Private Edson would have then served with the regiment during the Confederate siege of Chattanooga, TN, which began right after the battle. The siege resulted in severe shortages of medicine, food, and firewood which, together with cold, wet weather, caused much suffering, sickness, and death. Starting on October 28, 1863, Private Edson was detached to serve in the 6th OH Artillery Battery by the order of General Willick. The Confederate siege was finally broken by the Union Army's victorious charge up Mission Ridge on November 25, 1863, which the 15th took part in.

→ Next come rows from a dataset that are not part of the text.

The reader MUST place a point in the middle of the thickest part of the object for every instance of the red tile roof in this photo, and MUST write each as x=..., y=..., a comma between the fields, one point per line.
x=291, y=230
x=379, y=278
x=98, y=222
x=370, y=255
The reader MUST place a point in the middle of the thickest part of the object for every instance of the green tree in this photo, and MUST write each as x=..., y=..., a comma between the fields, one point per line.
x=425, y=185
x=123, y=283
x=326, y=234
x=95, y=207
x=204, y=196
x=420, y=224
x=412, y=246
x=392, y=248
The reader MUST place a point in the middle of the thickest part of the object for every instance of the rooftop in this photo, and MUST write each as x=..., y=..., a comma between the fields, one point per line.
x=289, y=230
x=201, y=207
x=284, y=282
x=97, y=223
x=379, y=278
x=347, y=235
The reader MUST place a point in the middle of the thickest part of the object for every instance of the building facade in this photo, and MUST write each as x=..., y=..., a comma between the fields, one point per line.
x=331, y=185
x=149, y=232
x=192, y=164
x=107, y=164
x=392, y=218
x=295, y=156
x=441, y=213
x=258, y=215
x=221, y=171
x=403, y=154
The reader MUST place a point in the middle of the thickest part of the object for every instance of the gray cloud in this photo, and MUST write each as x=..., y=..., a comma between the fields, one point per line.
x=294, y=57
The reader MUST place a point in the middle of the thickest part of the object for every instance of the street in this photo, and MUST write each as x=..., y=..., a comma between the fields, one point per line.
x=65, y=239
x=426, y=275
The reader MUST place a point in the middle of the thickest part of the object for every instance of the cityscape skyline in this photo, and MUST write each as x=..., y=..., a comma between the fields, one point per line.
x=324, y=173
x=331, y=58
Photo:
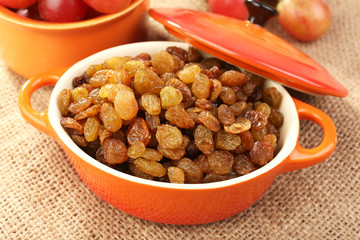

On November 28, 1863, Private Edson was listed as being "sick in hospital" at Chattanooga. Starting right after Mission Ridge the 15th was engaged in almost non-stop marching and counter-marching all over Eastern TN throughout the winter of 1863/1864. By many original accounts, this was the worst period of the regiment's 3-year term of service. Poor rations, inadequate clothing and shelter, and unseasonably cold weather made these months nearly unbearable. Private Edson was spared this experience. However, on February 4 or March 4, 1864, Private Edson died of "mumps followed by pulmonary congestion" at the General Field Hospital in Chattanooga, TN. In 1881, his father Even Peterson filed for a pension in Edward's name.

 

Sources: Civil War Compiled Military Service Records, Office of Adjutant General of the United States (Washington, DC); Det Femtende Regiment, Wisconsin Frivillige [The Fifteenth Regiment, Wisconsin Volunteers], Ole A. Buslett (Decorah, Iowa, 1894); Regimental Descriptive Rolls, Volume 20, Office of the Adjutant General State of Wisconsin (Madison, Wisconsin, 1885); Roster of Wisconsin Volunteers, War of the Rebellion, 1861-1865, Volume I, Office of the Adjutant General State of Wisconsin (Madison, Wisconsin, 1886); Civil War Pension Index, Roll#T288_138.